ANSWER: (−1)^(⌈n/2⌉−1) *2 * ⌈ n/2 ⌉. ⌈⌉ is the ceiling function
(3) Let c_0, c_1, c_2, . . . be the sequence defined so that
(1 − 3x − √(1 − 14x + 9x^2)) / 4 =
∞
∑ c_k * x^k
k=0
for sufficiently small x. For a positive integer n, let A be the n-by-n matrix with i, j-entry c(i+ j−1) for i and j in {1, . . . , n}. Find the determinant of A.
ANSWER: 10^(n(n-1)/2)
(4) For a real number a, let Fa(x) = ∑n≥1 (n^a) * (e^(2n) * x^(n^2) for 0 ≤bx < 1. Find a real number c such that
lim
x→1− [ Fa(x) * e^(−1/(1−x)) ] = 0 for all a < c, and
lim
x→1− [ Fa(x) * e^(−1/(1−x)) ] = ∞ for all a > c.
ANSWER: -1/2
I have some success with Qwen3 32B every few runs on some of there, but gets then wrong most of the time.
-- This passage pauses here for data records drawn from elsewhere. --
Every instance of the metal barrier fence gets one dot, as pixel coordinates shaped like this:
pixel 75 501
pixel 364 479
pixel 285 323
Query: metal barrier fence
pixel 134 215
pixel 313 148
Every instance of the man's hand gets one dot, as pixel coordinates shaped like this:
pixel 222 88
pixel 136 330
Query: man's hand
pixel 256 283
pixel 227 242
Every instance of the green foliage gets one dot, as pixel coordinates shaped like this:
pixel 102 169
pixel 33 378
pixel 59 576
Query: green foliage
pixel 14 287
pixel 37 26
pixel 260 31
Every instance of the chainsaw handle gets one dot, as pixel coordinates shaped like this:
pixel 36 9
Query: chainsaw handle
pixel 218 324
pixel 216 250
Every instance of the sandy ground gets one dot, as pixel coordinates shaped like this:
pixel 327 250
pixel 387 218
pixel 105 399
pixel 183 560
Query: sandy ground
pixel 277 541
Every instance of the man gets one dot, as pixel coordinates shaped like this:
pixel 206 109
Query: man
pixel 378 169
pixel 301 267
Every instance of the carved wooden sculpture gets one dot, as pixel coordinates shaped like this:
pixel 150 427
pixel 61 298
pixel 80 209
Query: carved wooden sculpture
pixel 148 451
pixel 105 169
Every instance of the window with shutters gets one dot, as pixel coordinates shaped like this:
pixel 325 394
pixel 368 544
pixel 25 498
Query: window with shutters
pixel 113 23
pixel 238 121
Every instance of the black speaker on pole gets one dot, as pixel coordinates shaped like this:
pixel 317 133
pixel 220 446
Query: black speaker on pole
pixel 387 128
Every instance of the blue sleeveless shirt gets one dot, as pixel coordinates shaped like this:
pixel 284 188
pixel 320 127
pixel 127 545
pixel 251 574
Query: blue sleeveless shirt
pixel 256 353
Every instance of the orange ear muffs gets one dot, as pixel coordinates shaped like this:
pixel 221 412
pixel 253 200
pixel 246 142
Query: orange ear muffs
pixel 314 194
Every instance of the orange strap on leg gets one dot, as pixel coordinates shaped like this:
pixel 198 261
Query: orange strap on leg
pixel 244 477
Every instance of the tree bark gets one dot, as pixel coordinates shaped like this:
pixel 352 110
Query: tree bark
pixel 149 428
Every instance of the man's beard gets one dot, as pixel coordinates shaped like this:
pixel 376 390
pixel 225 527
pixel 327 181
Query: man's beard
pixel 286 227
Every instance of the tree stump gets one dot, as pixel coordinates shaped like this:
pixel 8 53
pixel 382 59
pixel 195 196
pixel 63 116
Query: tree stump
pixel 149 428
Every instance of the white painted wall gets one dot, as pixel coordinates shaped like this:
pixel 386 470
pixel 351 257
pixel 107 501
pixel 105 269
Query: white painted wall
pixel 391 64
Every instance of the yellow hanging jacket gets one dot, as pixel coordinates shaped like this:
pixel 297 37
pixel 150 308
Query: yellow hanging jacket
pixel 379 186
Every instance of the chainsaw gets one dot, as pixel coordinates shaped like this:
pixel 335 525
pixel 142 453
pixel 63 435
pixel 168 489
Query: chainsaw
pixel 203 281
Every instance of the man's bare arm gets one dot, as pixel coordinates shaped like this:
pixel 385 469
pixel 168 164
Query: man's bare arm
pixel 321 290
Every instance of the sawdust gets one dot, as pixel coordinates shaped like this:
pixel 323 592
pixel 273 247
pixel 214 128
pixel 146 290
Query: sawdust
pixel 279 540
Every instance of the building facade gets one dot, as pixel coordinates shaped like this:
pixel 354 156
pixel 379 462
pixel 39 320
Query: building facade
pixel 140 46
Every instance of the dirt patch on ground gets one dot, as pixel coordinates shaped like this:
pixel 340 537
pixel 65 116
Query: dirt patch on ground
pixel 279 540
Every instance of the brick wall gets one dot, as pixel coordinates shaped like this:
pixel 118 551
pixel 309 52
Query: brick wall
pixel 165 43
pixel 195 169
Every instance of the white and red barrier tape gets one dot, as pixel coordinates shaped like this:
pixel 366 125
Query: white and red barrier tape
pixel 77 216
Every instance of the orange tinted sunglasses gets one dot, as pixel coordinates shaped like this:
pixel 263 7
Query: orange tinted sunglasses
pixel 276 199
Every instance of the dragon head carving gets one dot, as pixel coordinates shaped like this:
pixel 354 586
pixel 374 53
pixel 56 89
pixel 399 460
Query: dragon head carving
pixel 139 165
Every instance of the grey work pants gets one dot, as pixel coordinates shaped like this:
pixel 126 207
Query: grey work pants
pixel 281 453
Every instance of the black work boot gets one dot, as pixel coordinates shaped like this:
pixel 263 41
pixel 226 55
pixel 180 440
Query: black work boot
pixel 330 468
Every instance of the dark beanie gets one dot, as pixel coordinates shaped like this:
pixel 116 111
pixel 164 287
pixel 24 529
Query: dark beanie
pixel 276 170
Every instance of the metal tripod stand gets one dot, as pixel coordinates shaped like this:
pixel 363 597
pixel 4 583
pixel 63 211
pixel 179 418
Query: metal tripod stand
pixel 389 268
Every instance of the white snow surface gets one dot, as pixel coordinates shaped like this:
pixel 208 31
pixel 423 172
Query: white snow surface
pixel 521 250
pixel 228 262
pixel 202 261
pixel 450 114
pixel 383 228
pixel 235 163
The first one (1) seems to be the hardest and none Itried solves it. I have 64GB Ram and 4090 16GB Laptop. But I am thinking of upgrading to a bigger computer. Please, Let me know what are the strongest reasoning models you have worked with - those will probably have the highest chance of solving these. Each run is 20min to 3 hours for the problems. So, I have been at it after work for 2 weeks and not able to try too many models. Qwen3 seems to be strongest so far. But there are also Qwen3 44B and 48B… Not sure if these are stronger. Too many to try. If there are other models, please let me know. Note, most full models Deepseek, ChatGPT, etc do better but many times get it wrong, esp problem (1).